Scale-up vs. scale-out architectures for SAP HANA – part 1

Dozens of articles, blog posts, how-to guides and SAP notes have been written about this subject.  One of the best was by John Appleby, now Global Head of DDM/HANA COEs @ SAP.[i]  Several others have been written by vendors with a vested interest in the proposed option. The vendor for which I work, IBM, offers excellent solutions for both options, so my perspective is based on both my and the experiences of our many customers, some that have chosen one or the other option, or both, in some cases.

Scale-out for BW is well established, understood, fully supported by SAP and can be cost effective from the perspective of systems acquisition costs.  Scale-out for S/4HANA, by comparison, is in use by very few customers, not well understood, yet is support by SAP for configurations up to 4 nodes.  Does this mean that a scale-out architecture should always be used for BW and a scale-up architecture for S/4HANA the only viable choice?  This blog post will discuss only BW and similar analytical environments including BW/4HANA, data marts, data lakes, etc.  The next will discuss S/4HANA and the third in the series will discuss vendor selection and where one might have an advantage over the others. 

Scale-out has 3 key advantages over scale-up:

  • Every vendor can participate therefore competitive bidding of “commodity” level systems can result in optimal pricing.
  • High availability, using host auto-failover requires nothing more than n+1 systems as the hot standby node can take over the role of any other node (some customers chose n+2 or group nodes and standby nodes).
  • Some environments are simply too large to fit in even the largest supported scale-up systems.

Scale-up, likewise, has 3 key advantages over scale-out:

  • Performance is, inevitably, better as joins across memory are always faster than joins across a network
  • Management is much simpler as query analysis and data distribution decisions need not be performed on a regular basis plus fewer systems are involved with the corresponding decrease in monitoring, updating, connectivity, etc.
  • TCO can be lower when the costs of systems, storage, network and basis management are included.

Business requirements, as always, should drive the decision as to which to use.  As mentioned, when an environment is simply too large, unless a customer is willing to ask for an exception from SAP (and SAP is willing to grant it), then scale-out may be the only option.  Currently, SAP supports BW configurations of up to 6TB on many 8-socket Intel Skylake based systems (up to 12TB on HPE’s 16-socket system) and up to 16TB on IBM Power Systems.

The next most important issue is usually cost.  Let’s take a simple example of an 8TB BW HANA requirement.  With scale-out, 4 @ 2TB nodes may be used with a single 2TB node for hot standby for a total of 10TB of memory.  If scale-up is used, the primary system must be 8TB and the hot-standby another 8TB for a total of 16TB of memory.  Considering that memory is the primary driver of the cost of acquisition, 16TB, from any vendor, will cost more than 10TB.  If the analysis stops there, then the decision is obvious. However, I would strongly encourage all customers to examine all costs, not just TCA.

In the above example, 5 systems are required for the scale-out configuration vs. 2 for scale-up. The scale-out config could be reduced to 4 systems if 3TB nodes are used with 1TB left unused although the total memory requirement would go up to 12TB.  At a minimum, twice the management activities, trouble-shooting and connectivity would be required. Also, remember, prod rarely exists on its own with some semblance of the configuration existing in QA, often DR and sometimes other non-prod instances.

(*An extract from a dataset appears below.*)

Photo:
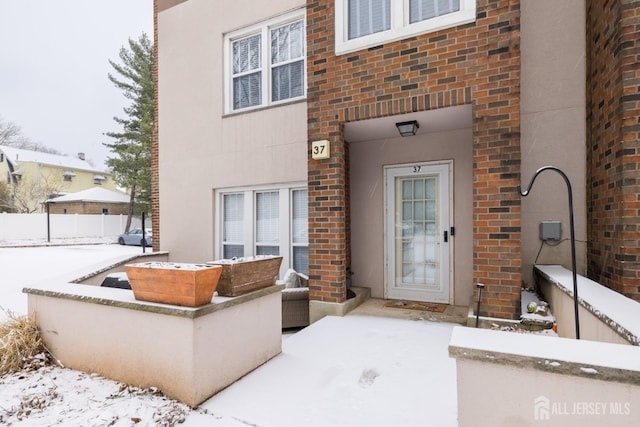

The other set of activities is much more intensive.  To distribute load amongst the systems, first data must be distributed.  Some data must reside on the master node, e.g. all row-store tables, ABAP tables, general operations tables.  Other data such as Fact, DataStore Object (DSO), Persistent Staging Area (PSA) is distributed evenly across the slave nodes based on the desired partitioning specification, e.g. hash, round robin or range.  There are also more complex options where specifications can be mixed to get around hash or range limitations and create a multi-level partitioning plan).   And, of course, you can partition different tables using different specifications.  Which set of distribution specifications you use is highly dependent on how data is accessed and this is where it gets really complicated.  Most customers start with a simple specification, begin monitoring placement using the table distribution editor and performance using STO3N plus getting feedback from end users (read that as complaints to the help desk).  After some period of time and analysis of performance, many customers elect to redistribute data using a better or more complex set of specifications. Unfortunately, what is good for one query, e.g. distribute data based on month, is bad for another which looks for data based on zipcode, customer name or product number.  Some customers report that the above set of activities can consume part or all of one or more FTEs.

Back to the above example. 10TB vs. 16TB which we will assume is replicated in QA and DR, for sake of argument, i.e. the scale-up solution requires 18TB more memory.  If the price per TB is $35,000 then the cost different in TCA would be $630,000.  The average cost of a senior basis administrator (required for this sort of complex task) in most western countries is in the $150,000 range.  That means that over the course of 5 years, the TCO of the scale-up solution, considering only TCA and basis admin costs would be roughly equivalent to the cost of the scale-out solution.  Systems, storage and network administration costs could push the TCO of the scale-out solution up relative to the scale-up solution.

And then there is performance.  Some very high performance network adapter companies have been able to drive TCP latency across a 10Gb Ethernet down to 3.6us which sounds really good until you consider memory latency is around 120ns, i.e. 30 times faster.  Joining tables across nodes not only is substantially slower, but also results in more CPU and memory overhead.[ii]  A retailer in Switzerland, Coop Group, reported 5 times quicker analytics while using 85% fewer cores after migrating from an 8-node x86 scale-out BW HANA cluster with 320 total cores to a single scale-up 96-core IBM Power Systems.[iii]  While various benchmarks suggest 2x or better per core performance of Power Systems vs. x86, the results suggest far higher, much of which can, no doubt, be attributed to the effect of using a scale-up architecture.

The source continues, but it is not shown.